So how bad is TPP? This bad:

The biggest problem with the Trans-Pacific Partnership is that there’s absolutely no public oversight. The only way we know what’s in the TPP right now is from leaks of specific chapters -- and if Fast Track passes, not only won’t we get more details about the TPP, Congress will have to give a single thumbs up or down to the entire thing.

That means we won’t be able to push for specific items to be removed from the deal -- we’ll be stuck with the whole thing, so as of right now the Trans-Pacific Partnership will do all of the following:

Force sites to remove allegedly infringing content from the web without a court order - scarily similar to SOPA.

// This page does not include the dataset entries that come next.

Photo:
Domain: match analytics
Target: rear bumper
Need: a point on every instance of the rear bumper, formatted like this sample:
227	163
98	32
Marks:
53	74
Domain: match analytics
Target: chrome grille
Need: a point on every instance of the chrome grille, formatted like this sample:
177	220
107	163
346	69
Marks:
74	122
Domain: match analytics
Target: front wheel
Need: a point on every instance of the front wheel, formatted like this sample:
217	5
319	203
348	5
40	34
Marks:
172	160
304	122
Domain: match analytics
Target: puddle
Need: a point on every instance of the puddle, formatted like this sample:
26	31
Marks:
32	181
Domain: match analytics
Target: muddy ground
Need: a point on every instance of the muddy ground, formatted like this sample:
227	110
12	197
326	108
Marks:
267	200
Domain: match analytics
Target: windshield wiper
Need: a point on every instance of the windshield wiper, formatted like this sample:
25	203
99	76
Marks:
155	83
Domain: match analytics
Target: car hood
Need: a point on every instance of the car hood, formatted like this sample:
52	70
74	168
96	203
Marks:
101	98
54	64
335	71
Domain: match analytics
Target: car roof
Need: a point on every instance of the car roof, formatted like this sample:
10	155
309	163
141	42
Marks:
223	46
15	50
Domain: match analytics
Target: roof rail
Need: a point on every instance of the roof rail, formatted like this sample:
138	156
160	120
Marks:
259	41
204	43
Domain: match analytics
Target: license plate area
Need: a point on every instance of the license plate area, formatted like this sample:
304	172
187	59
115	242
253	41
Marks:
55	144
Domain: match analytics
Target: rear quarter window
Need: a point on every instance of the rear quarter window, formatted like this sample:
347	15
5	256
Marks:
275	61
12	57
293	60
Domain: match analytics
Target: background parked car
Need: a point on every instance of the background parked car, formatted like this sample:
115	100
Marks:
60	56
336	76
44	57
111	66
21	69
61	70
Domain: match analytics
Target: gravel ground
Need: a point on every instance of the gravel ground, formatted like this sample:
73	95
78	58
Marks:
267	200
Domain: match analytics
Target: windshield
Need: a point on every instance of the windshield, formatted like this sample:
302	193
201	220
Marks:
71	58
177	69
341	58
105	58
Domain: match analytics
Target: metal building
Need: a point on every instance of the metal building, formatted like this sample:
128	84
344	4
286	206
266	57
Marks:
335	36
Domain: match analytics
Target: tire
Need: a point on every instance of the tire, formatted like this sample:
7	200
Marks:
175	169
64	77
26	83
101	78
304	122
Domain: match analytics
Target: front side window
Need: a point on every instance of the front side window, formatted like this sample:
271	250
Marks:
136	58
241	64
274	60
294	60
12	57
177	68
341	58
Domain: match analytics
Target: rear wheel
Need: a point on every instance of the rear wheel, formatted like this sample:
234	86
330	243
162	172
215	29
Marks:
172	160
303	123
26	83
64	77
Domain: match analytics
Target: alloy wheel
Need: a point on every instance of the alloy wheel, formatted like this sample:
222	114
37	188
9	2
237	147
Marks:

Create harsh criminal penalties for journalists and whistleblowers. Any disclosure of information with "commercial value" would be criminalized -- and there would be absolutely no public interest of free speech exemption.

Punish Internet users who share copyrighted material, even without any personal gain. Here's the proposed punishment from the leaked text: "sentences of imprisonment as well as monetary fines sufficiently high to provide a deterrent to future acts of infringement." Again, that's potential prison time for sharing something without any personal gain.

Limit Fair Use to make copyright even more restrictive on creative innovation. Last week, WikiLeaks revealed a series of emails surrounding the TPP where the Motion Picture Association of America (MPAA) explicitly argued against including any fair use provisions. And it looks pretty clear that if the TPP passes, they'll have their way. That means remixes, sampling, and quoting of copyrighted material could become illegal outside the US.

Allow foreign corporations to sue the United States government if they think that our laws infringe on their profits. This is, quite simply, the most devastating part of the Trans-Pacific Partnership. It opens the door to undermining every good law we've ever passed to protect the Internet -- the only thing corporations have to do is prove they could make more money if those laws didn't exist.

In short, the TPP isn’t just bad — it’s zombie bad. It has parts of every misguided Internet policy we’ve killed over the last decade trying to become law by completely bypassing every part of our democratic process.